Bölücülerin taleplerine ayet ve hadislerle destek çıkan ve o taleplere İslam’da yer bulan din cahilleri türemiştir ve onlar için bir kavmin mensubu olmak önemli değildir ve onlar dini cehaletleri yüzünden aslını inkâr eden haramzadelere dönmüşlerdir. Ne acıdır ki Kurtuluş Savaşında da aynı tipler din adına işgalcileri destekliyorlardı.

Cumhuriyet idarecilerinin en büyük hatası, İslam’ı Cumhuriyete engel görüp insanları İslam’dan uzak tutmaya çalışmaları ve insanları din cahiline dönüştürerek Allah ile kul arasına aracıların girmesine seyirci kalmalarıdır.

Sonunda Türkiye, din duygusu beslenip geliştirilmeyen din cahili insanların arzusuna ramolma noktasına gelmiştir. Türkiye’de yapılması gereken en doğru şey; Müslümanların, İslam’ı en doğru şekilde öğrenmesini sağlamaktır.

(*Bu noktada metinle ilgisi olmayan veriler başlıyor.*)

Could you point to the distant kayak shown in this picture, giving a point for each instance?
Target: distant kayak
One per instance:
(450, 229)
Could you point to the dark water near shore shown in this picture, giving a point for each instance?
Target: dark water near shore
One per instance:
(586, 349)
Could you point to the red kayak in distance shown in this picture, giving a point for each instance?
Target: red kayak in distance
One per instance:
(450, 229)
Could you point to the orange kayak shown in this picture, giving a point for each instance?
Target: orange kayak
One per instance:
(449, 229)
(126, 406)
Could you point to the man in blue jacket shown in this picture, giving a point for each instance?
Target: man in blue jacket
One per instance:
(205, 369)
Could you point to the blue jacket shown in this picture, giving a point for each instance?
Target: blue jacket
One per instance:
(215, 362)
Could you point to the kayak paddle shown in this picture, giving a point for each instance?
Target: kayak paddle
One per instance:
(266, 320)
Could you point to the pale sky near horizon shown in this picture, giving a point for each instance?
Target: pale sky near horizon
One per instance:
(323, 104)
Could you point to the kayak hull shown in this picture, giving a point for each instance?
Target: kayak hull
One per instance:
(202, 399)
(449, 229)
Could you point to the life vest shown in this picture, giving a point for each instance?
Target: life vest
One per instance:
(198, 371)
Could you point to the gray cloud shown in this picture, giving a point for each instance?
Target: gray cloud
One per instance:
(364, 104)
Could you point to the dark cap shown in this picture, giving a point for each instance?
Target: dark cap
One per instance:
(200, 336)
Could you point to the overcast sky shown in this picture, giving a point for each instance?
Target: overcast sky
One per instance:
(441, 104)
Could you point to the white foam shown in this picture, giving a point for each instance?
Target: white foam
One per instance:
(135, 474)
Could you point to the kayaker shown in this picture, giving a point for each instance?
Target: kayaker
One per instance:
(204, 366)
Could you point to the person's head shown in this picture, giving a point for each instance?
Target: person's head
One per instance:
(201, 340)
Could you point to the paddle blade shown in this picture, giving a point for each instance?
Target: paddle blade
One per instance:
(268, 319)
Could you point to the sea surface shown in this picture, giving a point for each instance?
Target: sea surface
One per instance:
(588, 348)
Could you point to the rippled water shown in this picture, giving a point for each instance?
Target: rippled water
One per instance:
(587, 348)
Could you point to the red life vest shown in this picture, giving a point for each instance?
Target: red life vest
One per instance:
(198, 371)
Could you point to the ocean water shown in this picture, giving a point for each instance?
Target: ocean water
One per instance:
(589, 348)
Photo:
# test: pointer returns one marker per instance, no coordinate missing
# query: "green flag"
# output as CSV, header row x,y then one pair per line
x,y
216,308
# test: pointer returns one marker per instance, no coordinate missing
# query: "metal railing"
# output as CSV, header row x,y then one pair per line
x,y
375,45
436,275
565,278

Hz. Peygamberin tebliğ ve tatbik ettiği Kuran’daki İslam, Türkiye’de barışın, huzurun, ilmin ve ilerlemenin temeli olacaktır. Yapılması gereken en elzem ve en önemli şey Müslümanları dini cehaletten kurtarmaktır. Bu sağlandığı takdirde 21.yüzyıl Türkiye’nin olacak bütün mükevvenatın özlediği medeniyet Anadolu topraklarında yeniden vücut bulacak, bütün insanlığı ve mükevvenatı sıcaklığıyla sarıp sarmalayacaktır.